6. だれ,もしくは何が「大いなるバビロン」を攻撃しますか。
6 だれ,もしくは何が「大いなるバビロン」を攻撃するのでしょうか。「十本の角」を持つ「野獣」です。「啓示」の書が示唆するところによると,この野獣は国際連合を表わしています。十本の角は,この「緋色の野獣」を支持する現在の政治勢力すべてを表わします。(啓 17:3,5,11,12)その攻撃はどれほど破壊的ですか。国連に加盟する諸国家は,娼婦の富を強奪し,娼婦をむさぼり食い,「焼き尽くす」ことになるのです。―啓示 17:16を読む。a
7. マタイ 24章21,22節のイエスの言葉は,1世紀にどのように成就しましたか。将来,どのように成就しますか。
7 その日は短くされる。王イエスは,大患難のこの時点で事態がどうなるかを明らかにしています。イエスは,「選ばれた者たちのゆえに,その日は短くされる」と語りました。(マタイ 24:21,22を読む。)この言葉は,西暦66年に小規模に成就しました。エホバはエルサレムに対するローマ軍の攻撃を「短くされ」ました。(マル 13:20)これにより,エルサレムとユダヤのクリスチャンは救われました。では,来たるべき大患難の時に,世界的な規模で事態はどうなるでしょうか。エホバは,国際連合が宗教に対して行なう攻撃を王イエスによって「短くされ」,真の宗教が偽りの宗教と一緒に滅ぼされないようになさいます。したがって,偽りの宗教組織すべてが壊滅する時に,ただ一つの真の宗教だけが存続します。

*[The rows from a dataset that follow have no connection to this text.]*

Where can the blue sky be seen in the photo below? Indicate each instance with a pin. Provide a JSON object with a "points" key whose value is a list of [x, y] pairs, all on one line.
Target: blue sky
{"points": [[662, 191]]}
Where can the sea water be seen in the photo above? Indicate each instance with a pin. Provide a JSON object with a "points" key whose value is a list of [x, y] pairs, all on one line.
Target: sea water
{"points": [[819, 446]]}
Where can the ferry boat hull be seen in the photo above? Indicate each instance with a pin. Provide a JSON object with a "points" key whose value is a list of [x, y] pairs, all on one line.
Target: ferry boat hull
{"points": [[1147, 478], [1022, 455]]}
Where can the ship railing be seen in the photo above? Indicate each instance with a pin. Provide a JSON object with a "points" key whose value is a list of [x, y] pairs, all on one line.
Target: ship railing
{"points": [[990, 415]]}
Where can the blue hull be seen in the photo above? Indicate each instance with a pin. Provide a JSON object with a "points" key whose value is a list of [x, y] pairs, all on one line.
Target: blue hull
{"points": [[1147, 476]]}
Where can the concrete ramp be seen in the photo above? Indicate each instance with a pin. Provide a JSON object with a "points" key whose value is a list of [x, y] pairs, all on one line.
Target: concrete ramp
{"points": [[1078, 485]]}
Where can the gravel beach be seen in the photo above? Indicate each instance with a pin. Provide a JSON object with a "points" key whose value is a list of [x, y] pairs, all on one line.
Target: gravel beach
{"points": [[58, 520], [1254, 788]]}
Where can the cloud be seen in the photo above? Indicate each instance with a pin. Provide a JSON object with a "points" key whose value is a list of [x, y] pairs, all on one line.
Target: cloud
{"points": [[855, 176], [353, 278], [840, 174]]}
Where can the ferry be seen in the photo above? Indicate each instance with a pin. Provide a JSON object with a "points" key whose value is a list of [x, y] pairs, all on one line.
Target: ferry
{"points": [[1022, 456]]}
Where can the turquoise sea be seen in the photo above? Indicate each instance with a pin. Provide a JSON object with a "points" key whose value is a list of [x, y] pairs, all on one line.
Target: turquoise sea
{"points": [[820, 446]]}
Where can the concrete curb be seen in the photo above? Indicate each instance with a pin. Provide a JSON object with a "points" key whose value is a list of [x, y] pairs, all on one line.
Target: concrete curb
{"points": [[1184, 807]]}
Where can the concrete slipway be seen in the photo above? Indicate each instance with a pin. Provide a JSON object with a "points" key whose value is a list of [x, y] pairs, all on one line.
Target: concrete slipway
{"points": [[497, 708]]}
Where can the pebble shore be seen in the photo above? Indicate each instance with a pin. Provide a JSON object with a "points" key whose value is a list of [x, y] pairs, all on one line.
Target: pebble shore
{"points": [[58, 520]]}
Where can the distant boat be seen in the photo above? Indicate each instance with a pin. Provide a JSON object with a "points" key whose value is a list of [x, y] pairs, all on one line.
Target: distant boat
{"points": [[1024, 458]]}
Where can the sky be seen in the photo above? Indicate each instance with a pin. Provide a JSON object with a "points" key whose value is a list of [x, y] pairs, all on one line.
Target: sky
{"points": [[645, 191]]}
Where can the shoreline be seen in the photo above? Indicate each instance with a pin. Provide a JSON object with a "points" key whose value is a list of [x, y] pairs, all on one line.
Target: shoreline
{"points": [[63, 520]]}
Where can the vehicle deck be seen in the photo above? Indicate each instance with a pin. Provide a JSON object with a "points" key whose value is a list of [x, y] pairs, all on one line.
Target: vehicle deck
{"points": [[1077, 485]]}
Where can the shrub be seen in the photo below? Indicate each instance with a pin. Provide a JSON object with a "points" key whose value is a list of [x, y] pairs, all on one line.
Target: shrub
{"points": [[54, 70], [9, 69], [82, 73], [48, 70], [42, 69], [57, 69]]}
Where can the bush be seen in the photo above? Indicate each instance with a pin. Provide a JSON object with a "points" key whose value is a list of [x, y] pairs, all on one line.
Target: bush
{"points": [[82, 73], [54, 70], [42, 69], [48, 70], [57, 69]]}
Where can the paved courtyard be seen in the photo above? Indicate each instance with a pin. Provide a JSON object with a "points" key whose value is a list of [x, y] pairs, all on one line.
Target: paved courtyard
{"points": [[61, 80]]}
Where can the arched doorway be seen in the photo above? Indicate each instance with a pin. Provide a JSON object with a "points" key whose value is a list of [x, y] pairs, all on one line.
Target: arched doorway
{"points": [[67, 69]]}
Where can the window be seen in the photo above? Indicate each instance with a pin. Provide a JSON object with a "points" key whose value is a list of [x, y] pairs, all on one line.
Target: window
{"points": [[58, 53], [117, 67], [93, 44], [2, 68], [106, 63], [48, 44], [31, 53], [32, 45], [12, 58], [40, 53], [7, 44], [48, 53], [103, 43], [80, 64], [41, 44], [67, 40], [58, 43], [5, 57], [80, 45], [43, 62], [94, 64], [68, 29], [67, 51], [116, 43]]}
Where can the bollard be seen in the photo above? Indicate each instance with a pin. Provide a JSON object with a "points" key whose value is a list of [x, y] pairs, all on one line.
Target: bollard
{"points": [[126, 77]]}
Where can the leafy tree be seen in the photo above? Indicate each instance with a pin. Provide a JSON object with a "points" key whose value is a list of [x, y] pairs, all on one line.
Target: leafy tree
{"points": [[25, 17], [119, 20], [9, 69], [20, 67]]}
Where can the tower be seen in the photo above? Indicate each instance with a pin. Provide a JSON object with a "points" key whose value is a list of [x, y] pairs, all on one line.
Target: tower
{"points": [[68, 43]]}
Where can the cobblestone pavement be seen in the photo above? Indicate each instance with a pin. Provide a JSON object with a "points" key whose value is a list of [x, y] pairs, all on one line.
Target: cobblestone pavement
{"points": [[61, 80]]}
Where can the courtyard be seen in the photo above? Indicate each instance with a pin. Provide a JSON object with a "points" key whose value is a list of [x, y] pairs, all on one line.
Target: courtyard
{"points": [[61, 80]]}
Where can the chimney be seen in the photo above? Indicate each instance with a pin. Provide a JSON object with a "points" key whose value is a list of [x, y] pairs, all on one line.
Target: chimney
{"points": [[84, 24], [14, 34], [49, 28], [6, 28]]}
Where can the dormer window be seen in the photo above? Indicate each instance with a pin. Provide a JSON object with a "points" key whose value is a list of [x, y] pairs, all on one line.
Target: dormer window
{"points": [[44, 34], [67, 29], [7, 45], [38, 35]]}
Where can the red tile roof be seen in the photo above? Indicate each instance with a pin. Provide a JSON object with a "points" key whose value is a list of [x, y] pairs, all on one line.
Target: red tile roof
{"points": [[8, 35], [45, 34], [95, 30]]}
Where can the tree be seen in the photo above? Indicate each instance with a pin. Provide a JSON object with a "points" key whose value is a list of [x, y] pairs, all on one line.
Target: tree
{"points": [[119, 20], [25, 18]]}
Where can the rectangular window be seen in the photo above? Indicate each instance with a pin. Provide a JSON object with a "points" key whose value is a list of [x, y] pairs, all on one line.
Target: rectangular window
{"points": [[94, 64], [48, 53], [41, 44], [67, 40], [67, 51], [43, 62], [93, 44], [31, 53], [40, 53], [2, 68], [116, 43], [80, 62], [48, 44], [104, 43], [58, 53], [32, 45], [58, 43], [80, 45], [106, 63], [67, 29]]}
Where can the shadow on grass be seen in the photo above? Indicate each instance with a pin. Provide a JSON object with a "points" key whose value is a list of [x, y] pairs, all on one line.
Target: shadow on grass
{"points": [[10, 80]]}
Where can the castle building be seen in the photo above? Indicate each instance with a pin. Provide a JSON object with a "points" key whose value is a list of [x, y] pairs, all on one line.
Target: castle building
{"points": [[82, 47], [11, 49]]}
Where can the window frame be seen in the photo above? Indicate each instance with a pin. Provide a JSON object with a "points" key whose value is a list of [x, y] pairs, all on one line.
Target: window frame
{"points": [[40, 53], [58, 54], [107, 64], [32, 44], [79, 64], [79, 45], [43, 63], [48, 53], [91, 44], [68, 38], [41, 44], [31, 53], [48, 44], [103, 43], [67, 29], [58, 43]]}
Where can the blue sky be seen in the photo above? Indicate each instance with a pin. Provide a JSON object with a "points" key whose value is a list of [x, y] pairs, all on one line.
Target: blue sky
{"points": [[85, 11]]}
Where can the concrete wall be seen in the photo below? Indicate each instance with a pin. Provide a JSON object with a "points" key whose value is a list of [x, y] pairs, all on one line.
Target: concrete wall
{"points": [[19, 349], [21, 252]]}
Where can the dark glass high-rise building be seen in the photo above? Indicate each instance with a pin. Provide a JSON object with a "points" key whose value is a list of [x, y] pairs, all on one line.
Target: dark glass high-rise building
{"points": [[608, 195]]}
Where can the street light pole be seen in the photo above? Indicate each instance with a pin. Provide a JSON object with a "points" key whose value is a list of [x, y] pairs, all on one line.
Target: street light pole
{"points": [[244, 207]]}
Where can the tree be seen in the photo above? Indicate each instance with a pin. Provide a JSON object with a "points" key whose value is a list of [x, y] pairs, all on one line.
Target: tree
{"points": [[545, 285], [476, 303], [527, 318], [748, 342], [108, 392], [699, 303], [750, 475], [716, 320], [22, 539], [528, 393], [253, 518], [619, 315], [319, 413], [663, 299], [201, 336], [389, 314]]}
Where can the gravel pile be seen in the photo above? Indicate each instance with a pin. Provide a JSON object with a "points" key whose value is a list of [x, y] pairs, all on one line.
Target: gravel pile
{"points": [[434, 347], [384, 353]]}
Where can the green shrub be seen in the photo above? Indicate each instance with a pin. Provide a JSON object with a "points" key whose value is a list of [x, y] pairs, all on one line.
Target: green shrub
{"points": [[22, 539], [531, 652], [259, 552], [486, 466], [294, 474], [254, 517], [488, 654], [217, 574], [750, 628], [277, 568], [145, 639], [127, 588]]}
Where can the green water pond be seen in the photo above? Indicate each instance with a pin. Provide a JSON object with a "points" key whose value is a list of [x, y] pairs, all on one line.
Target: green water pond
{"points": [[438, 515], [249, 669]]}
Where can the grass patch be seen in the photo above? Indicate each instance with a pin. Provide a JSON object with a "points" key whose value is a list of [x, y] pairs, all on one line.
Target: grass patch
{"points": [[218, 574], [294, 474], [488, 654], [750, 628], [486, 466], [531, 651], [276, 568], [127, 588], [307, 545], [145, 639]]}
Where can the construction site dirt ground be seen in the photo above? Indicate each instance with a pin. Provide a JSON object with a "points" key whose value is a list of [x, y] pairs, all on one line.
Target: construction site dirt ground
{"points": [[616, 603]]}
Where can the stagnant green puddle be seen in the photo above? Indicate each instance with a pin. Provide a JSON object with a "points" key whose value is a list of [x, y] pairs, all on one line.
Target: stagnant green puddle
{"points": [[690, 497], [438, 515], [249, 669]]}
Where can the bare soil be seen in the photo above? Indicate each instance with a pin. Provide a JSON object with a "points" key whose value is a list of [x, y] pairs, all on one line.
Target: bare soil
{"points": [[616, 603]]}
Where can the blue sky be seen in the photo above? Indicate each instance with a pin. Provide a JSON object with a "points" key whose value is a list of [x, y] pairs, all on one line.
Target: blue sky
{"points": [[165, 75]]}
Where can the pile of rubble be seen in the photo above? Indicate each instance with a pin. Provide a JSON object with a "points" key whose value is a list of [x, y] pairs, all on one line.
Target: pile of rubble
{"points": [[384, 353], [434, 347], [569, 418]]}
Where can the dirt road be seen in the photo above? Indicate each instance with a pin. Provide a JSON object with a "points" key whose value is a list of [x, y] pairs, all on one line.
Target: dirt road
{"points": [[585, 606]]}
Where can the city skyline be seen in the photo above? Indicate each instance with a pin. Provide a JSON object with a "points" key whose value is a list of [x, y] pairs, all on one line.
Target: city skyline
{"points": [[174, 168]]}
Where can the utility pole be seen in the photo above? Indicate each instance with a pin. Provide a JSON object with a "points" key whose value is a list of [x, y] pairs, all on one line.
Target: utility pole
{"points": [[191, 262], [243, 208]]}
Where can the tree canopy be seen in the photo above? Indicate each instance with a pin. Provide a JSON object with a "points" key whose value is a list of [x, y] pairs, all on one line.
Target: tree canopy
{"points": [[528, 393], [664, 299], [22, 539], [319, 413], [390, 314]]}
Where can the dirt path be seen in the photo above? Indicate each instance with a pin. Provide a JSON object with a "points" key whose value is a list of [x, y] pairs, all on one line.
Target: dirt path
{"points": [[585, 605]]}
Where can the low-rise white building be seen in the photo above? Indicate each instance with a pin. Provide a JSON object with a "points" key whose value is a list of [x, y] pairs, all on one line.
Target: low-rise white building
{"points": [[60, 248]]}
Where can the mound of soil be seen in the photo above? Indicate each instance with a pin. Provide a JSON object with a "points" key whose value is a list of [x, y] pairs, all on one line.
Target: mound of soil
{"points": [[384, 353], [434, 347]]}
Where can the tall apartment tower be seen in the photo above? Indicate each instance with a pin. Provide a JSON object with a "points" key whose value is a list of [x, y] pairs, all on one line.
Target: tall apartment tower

(詩 96:5)こうして大患難の最初の部分は終わります。次に何が起きるのか,考えてみましょう。
ハルマゲドンまでに起きる事柄
8,9. イエスは,どんな現象について述べていた可能性がありますか。人々は,見た事柄にどう反応しますか。
8 終わりの日に関するイエスの預言は,ハルマゲドンまでの期間に幾つかの重要な進展が見られることを示しています。これから考える出来事のうち,最初の2つはマタイ,マルコ,ルカの福音書で取り上げられています。―マタイ 24:29-31を読む。マル 13:23-27。ルカ 21:25-28。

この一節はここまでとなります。